Concern as Kashagan Start Date is Pushed Back Again

Concern as Kashagan Start Date is Pushed Back Again

Friday, 3 August, 2007
IWPR

IWPR

Institute for War & Peace Reporting

The Kazak government is clearly upset at an announcement from the Agip-KCO consortium that oil extraction at the major Kashagan field will start two years behind schedule. NBCentralAsia commentators say there is little the government can do as it is not really in a position to renegotiate the contract, and it will probably confine itself to seeking a bigger share of the oil production.



At the end of July, Energy and Mineral Resources Minister Baktykozha Izmukhambetov said the government had been informed by Agip-KCO that the field will take two years more to develop than planned and would require twice as much spending. Extraction at Kashagan is now scheduled to begin during the second half of 2010, a postponement that Agip-KCO argues is necessary for safety reasons. Development costs are now being put at 136 billion US dollars, instead of the previous 57 billion dollar estimate.



Prime Minister Karim Masimov suggested that the delay amounted to a breach of the consortium’s contract with the government, and warned that the Kazak state would take “adequate” measures in response.



The Agip-KCO consortium, created especially for Kashagan, brings together the oil companies Eni, Exxon Mobil, Royal Dutch Shell, Total, Conoco Phillips, and INPEX, and also KazMunaiGaz, Kazakstan’s national oil and gas company.



Kashagan is an offshore field, the largest in the Caspian Sea with reserves estimated at between 38 and 51 billion barrels of oil. The government has been pinning its hopes on the field as it makes plans to double oil production by 2015.



The start date for Kashagan has already been postponed from 2005 to 2008 due to technical difficulties in developing the offshore site.



NBCentralAsia experts say that while the latest delay may cost Kazakstan dear, there is very little it can do to recover potential losses.



Political analyst Maksim Kaznacheev believes that the extra costs needed to develop the field will come as a real blow to the government because under the terms of the contract, it will not start getting a share of the oil until Agip KCO’s members have recouped their investment.

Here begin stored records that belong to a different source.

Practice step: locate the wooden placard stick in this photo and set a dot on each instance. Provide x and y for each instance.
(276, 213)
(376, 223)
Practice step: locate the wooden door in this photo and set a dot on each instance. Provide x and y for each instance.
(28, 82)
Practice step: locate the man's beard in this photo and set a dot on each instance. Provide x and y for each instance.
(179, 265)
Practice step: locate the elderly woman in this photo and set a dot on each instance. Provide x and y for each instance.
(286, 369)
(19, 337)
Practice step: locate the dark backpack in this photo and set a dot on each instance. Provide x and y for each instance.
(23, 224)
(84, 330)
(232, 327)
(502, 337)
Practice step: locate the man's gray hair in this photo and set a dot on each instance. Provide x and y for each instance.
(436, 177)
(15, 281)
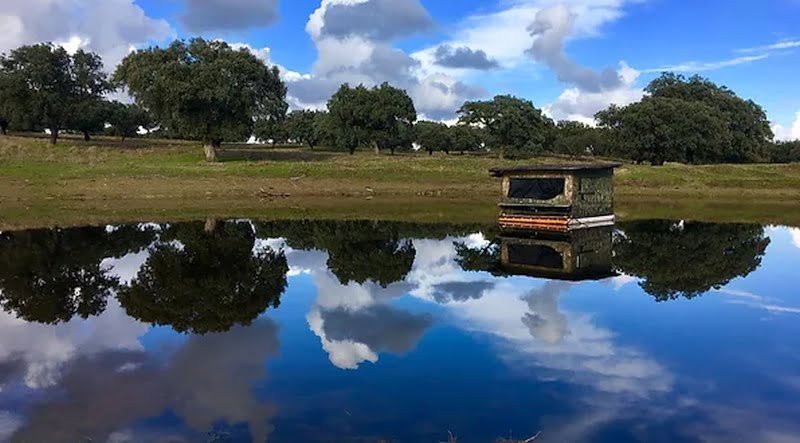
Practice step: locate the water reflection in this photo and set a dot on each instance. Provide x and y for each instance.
(49, 276)
(205, 278)
(363, 331)
(687, 259)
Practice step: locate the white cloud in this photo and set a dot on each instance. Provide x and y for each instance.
(795, 236)
(695, 66)
(42, 350)
(108, 27)
(576, 104)
(364, 54)
(265, 55)
(783, 133)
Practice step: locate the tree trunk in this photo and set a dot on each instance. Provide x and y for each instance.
(212, 151)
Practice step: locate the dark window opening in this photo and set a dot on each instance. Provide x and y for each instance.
(536, 188)
(535, 255)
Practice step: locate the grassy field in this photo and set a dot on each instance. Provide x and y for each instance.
(105, 180)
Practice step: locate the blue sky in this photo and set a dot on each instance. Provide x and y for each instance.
(570, 57)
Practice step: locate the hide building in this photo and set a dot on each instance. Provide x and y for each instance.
(557, 197)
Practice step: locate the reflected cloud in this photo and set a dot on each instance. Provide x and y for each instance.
(749, 299)
(41, 351)
(207, 381)
(544, 320)
(382, 328)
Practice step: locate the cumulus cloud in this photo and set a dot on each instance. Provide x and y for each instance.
(528, 33)
(228, 15)
(464, 57)
(265, 55)
(544, 320)
(550, 29)
(576, 104)
(783, 133)
(375, 19)
(208, 380)
(354, 43)
(109, 27)
(778, 46)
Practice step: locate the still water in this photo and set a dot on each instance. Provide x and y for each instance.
(367, 332)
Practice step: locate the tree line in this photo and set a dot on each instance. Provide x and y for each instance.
(211, 92)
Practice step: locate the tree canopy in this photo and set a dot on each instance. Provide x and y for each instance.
(512, 125)
(307, 127)
(381, 118)
(204, 279)
(692, 121)
(687, 259)
(125, 120)
(204, 90)
(659, 130)
(43, 87)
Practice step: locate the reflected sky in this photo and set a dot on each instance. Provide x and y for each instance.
(695, 341)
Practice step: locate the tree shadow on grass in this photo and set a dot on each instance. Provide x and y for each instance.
(232, 155)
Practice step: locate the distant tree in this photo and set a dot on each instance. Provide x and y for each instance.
(51, 275)
(127, 119)
(381, 117)
(513, 126)
(89, 117)
(659, 130)
(746, 121)
(784, 152)
(204, 90)
(465, 138)
(577, 139)
(392, 118)
(349, 121)
(306, 126)
(204, 279)
(42, 85)
(89, 113)
(274, 130)
(433, 136)
(687, 259)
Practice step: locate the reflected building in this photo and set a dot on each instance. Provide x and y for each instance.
(576, 255)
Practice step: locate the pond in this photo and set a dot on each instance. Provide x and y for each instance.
(367, 331)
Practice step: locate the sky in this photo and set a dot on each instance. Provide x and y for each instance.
(570, 57)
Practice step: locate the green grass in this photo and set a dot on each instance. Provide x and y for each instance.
(105, 180)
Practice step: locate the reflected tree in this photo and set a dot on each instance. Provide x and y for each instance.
(204, 279)
(383, 261)
(51, 275)
(687, 259)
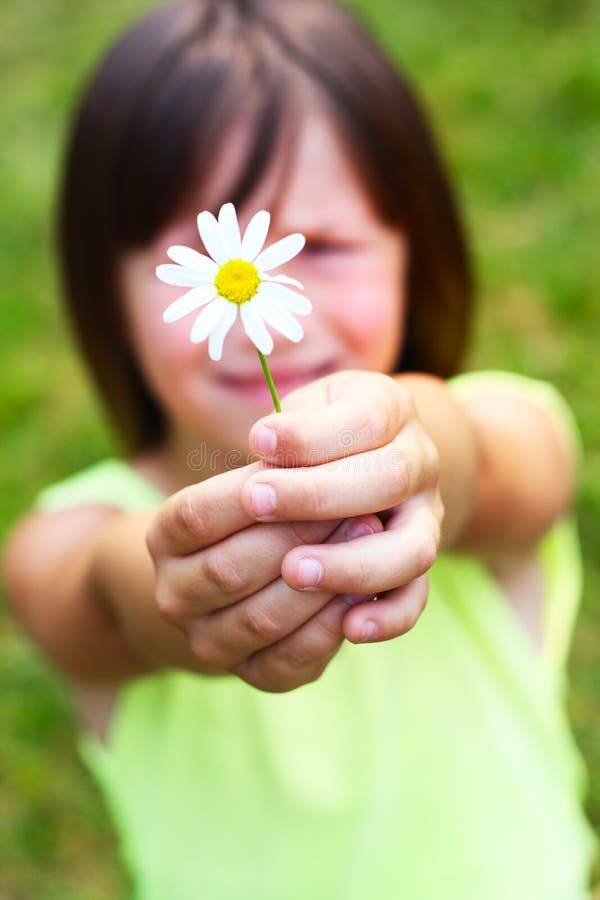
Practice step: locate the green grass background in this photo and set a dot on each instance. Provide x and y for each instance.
(514, 88)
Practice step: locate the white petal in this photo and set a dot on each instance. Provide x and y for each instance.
(255, 328)
(290, 300)
(185, 256)
(275, 315)
(280, 252)
(255, 235)
(194, 299)
(180, 276)
(218, 334)
(230, 231)
(207, 320)
(211, 237)
(281, 279)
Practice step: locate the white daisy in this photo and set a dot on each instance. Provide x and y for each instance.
(236, 277)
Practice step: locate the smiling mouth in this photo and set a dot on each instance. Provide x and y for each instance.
(254, 387)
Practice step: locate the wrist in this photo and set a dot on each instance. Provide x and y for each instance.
(448, 425)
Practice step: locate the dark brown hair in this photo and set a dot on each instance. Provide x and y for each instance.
(154, 117)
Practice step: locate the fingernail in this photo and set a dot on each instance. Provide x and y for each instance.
(370, 631)
(263, 500)
(265, 440)
(310, 572)
(354, 599)
(357, 529)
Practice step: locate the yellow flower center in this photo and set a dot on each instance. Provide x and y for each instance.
(237, 281)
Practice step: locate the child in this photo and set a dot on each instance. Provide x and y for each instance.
(207, 606)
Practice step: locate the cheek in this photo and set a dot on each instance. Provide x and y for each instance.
(371, 320)
(164, 351)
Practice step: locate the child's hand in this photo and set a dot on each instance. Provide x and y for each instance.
(218, 578)
(349, 445)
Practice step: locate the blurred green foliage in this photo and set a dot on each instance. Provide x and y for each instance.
(514, 90)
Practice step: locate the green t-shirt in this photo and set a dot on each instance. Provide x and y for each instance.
(438, 766)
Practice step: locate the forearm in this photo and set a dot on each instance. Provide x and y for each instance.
(506, 474)
(122, 578)
(452, 431)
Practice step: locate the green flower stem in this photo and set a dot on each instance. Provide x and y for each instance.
(265, 365)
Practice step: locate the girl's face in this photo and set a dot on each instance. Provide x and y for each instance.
(353, 269)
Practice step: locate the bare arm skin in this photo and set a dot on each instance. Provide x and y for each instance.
(104, 606)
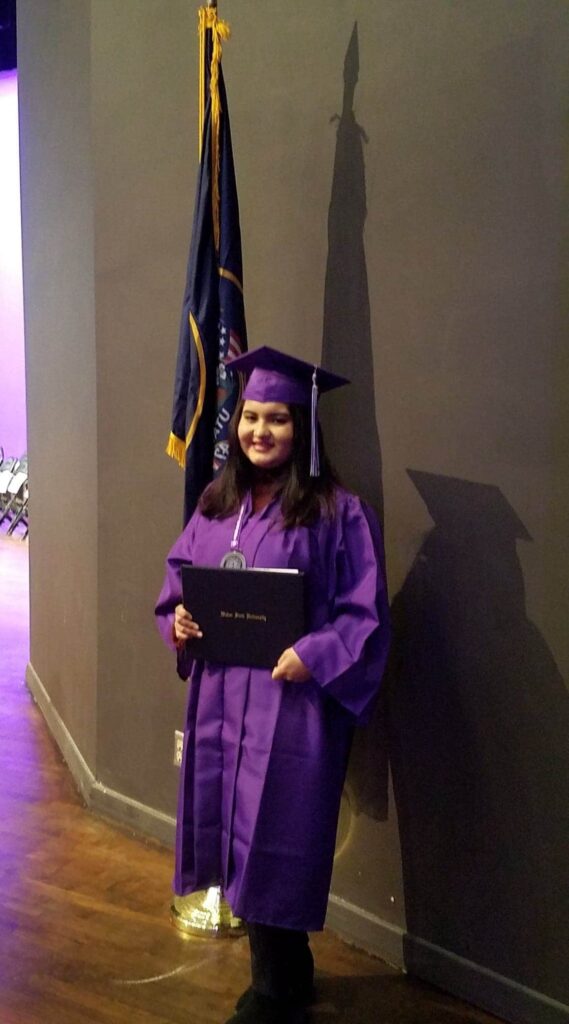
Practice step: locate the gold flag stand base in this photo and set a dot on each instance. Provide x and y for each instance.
(207, 913)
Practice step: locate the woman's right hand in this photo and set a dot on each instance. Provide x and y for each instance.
(184, 626)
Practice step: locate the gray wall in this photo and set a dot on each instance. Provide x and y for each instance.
(416, 240)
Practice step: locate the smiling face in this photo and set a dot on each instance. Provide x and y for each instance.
(266, 433)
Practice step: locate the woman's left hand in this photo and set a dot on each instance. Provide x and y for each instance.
(291, 668)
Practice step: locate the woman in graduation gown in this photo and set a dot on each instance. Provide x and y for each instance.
(265, 752)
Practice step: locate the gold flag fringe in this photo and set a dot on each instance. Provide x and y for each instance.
(220, 30)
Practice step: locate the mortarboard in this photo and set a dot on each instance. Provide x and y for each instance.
(274, 376)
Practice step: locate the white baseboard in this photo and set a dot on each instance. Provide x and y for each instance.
(492, 992)
(364, 930)
(105, 802)
(463, 978)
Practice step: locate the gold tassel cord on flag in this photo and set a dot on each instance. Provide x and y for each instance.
(176, 448)
(223, 272)
(220, 30)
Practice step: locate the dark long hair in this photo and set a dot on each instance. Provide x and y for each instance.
(304, 499)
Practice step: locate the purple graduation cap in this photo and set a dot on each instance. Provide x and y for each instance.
(274, 376)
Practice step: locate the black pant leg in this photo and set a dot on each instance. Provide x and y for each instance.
(281, 965)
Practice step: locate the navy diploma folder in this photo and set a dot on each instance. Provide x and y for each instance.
(248, 616)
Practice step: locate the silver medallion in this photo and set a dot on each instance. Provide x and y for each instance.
(233, 560)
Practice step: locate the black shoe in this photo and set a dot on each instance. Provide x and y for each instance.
(301, 996)
(259, 1009)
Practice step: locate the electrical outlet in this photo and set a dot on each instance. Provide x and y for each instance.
(178, 748)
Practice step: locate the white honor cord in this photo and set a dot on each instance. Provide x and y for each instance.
(238, 526)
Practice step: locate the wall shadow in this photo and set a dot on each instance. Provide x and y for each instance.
(349, 415)
(479, 745)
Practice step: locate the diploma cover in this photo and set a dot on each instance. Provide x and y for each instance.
(248, 616)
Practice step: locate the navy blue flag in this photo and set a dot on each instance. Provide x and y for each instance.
(213, 328)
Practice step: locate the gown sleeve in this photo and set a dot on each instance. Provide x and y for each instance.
(346, 656)
(171, 593)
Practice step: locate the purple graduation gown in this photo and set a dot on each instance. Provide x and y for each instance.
(264, 761)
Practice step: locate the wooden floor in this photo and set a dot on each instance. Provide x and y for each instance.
(84, 929)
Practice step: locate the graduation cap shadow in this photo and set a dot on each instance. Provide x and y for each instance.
(478, 723)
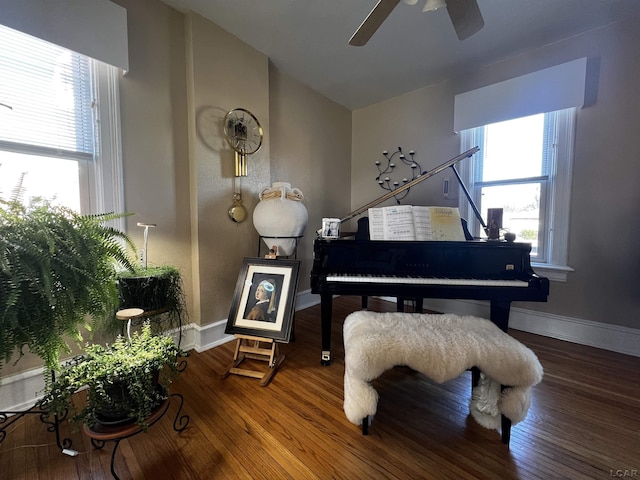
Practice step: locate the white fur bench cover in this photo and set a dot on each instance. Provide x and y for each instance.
(441, 347)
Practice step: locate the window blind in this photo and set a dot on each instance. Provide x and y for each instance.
(49, 91)
(554, 88)
(95, 28)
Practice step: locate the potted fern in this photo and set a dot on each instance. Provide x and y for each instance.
(125, 381)
(57, 274)
(158, 290)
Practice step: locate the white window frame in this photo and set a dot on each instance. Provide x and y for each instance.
(557, 209)
(107, 178)
(101, 179)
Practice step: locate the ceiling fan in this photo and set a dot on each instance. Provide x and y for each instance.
(464, 14)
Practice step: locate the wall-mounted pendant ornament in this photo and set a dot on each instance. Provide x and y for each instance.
(237, 212)
(244, 135)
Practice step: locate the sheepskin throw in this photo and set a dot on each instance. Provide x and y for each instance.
(441, 347)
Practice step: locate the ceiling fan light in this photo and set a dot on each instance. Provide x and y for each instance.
(431, 5)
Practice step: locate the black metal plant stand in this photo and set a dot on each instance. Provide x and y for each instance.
(100, 434)
(8, 418)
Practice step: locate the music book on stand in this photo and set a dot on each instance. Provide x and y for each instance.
(415, 223)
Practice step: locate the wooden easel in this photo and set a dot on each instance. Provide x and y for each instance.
(249, 347)
(256, 351)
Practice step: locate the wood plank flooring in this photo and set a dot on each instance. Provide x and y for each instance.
(584, 423)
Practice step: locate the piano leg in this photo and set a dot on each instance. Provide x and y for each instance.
(326, 306)
(499, 313)
(418, 302)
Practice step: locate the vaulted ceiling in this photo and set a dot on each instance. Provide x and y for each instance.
(308, 39)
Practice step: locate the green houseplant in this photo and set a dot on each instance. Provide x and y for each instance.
(126, 380)
(155, 289)
(57, 273)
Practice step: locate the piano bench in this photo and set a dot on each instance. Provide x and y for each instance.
(442, 347)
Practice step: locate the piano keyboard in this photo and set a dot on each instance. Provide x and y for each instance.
(350, 278)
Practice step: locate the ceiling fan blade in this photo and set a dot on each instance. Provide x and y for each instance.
(373, 21)
(465, 16)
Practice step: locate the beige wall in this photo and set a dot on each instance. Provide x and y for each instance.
(605, 194)
(201, 72)
(185, 74)
(310, 148)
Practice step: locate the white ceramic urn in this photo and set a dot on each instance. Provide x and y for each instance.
(280, 213)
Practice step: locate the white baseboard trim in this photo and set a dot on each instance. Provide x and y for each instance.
(21, 391)
(614, 338)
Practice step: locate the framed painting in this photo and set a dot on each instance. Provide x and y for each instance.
(264, 299)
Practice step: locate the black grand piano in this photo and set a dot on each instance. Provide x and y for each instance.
(497, 271)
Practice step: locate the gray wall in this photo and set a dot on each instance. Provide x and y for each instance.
(604, 230)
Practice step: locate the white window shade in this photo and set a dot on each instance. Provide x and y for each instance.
(48, 89)
(548, 90)
(95, 28)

“The initial cost-recovery period will become considerable longer, making the project a correspondingly greater risk, for instance in the eventuality of a steep fall in oil prices,” he said.



Another analyst, Eduard Poletaev, agrees, saying that postponement “automatically” reduces the government’s ability to ensure a consistent flow of oil to its own foreign customers.



Despite the prime minister’s threat of an “adequate” response, the government has very little space for manoeuvre, Poletaev said. It cannot, for example, replace Agip-KCO with another operating company since that would require different partners to be found and a new contract negotiated, and would just waste more time and delay the project further.



Kaznacheev agreed with this view, saying, “Kazakstan is unlikely to be able to exert a lot of influence on the way the contractual terms are followed. Instead, there will probably be a loud exchange of opinions via the media, without far-reaching consequences.”



In the end, he said, Kazakstan will probably “confine itself to demanding a larger share of the oil that is extracted”.



(News Briefing Central Asia draws comment and analysis from a broad range of political observers across the region.)